Basic Information
Abstract Number: 890-3    
Author Name: Evan R Williams Affiliation: University of California, Berkeley
Session Title: Pittsburgh Analytical Chemistry Award - WEBCASTING
Event Type: Award
Event Title: Electrochemistry and Photochemistry in Mass Spectrometry
Presider(s): Jackovitz, John Start Time: 09:20 AM ( Slot # 5 )

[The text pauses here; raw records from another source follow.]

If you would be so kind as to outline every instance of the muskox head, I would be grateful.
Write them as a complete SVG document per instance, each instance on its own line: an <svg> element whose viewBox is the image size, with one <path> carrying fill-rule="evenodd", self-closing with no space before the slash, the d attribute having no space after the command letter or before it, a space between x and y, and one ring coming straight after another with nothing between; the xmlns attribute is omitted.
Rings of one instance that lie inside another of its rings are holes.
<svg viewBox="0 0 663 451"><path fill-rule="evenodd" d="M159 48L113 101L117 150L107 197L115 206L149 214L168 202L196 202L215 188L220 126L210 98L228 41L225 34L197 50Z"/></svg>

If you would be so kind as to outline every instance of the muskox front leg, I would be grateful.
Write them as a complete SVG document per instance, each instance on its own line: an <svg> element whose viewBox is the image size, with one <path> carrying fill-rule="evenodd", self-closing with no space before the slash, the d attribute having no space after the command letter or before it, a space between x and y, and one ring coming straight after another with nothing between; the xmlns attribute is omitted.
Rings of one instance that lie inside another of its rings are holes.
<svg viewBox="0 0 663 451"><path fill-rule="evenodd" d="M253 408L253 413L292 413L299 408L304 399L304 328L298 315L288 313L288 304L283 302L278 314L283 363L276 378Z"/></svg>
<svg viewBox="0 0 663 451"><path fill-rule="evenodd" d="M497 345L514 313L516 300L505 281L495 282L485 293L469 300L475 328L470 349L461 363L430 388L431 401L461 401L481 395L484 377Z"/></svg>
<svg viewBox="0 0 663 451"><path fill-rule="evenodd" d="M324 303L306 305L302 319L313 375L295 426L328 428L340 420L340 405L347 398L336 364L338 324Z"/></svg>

Date: Tuesday, March 13th, 2012 Location: 300
Keywords: Electrochemistry, Electrospray, Mass Spectrometry, Molecular Spectroscopy

Abstract Content
One of the most recognized of all scientific formulas is Einstein’s relationship between energy and mass: E = mc2. By precisely measuring mass differences between ions, Prichard and co-workers showed that Einstein’s famous relationship is good to at least 0.00004% [1]. Extending such high precision measurements to measuring the masses of much lower energy UV-Vis photons would require significant improvements in instrumentation. An alternate method, which can be used to determine the energy of a photon directly from a mass measurement, is to use ion nanocalorimetry [2]. Absorption of UV or visible photons by hydrated ions that are stored in, and temperature equilibrated with, the ion cell of a Fourier-transform ion cyclotron resonance mass spectrometer results in sequential water molecule loss from the charged nanodrop. The absorbed photon energy is deduced from the number of water molecules lost from the nanodrop, or if the ion fluoresces, the energy of the emitted photon is determined from the product masses. This method for measuring ion fluorescence has the important advantage that all dissociation products resulting from emission are observed irrespective of the direction in which the photon is emitted, i.e., this is equivalent to 100% photon collection efficiency, which makes this indirect method for measuring fluorescence in the gas phase highly sensitive. Calibration of the nanocalorimetry method using photons of known energy makes it possible to obtain accurate thermochemical data for a variety of different physical processes. In combination with electron capture, accurate absolute electrochemical half-cell redox potentials can be obtained without using any theory or models making it possible for the first time to obtain an absolute electrochemical scale entirely from experimental data alone.
1. Rainville, S., et al. Nature 2005, 438, 1096-1097.
2. Donald, W. A., et al. J. Am. Chem. Soc. 2010, 132, 6904-6905.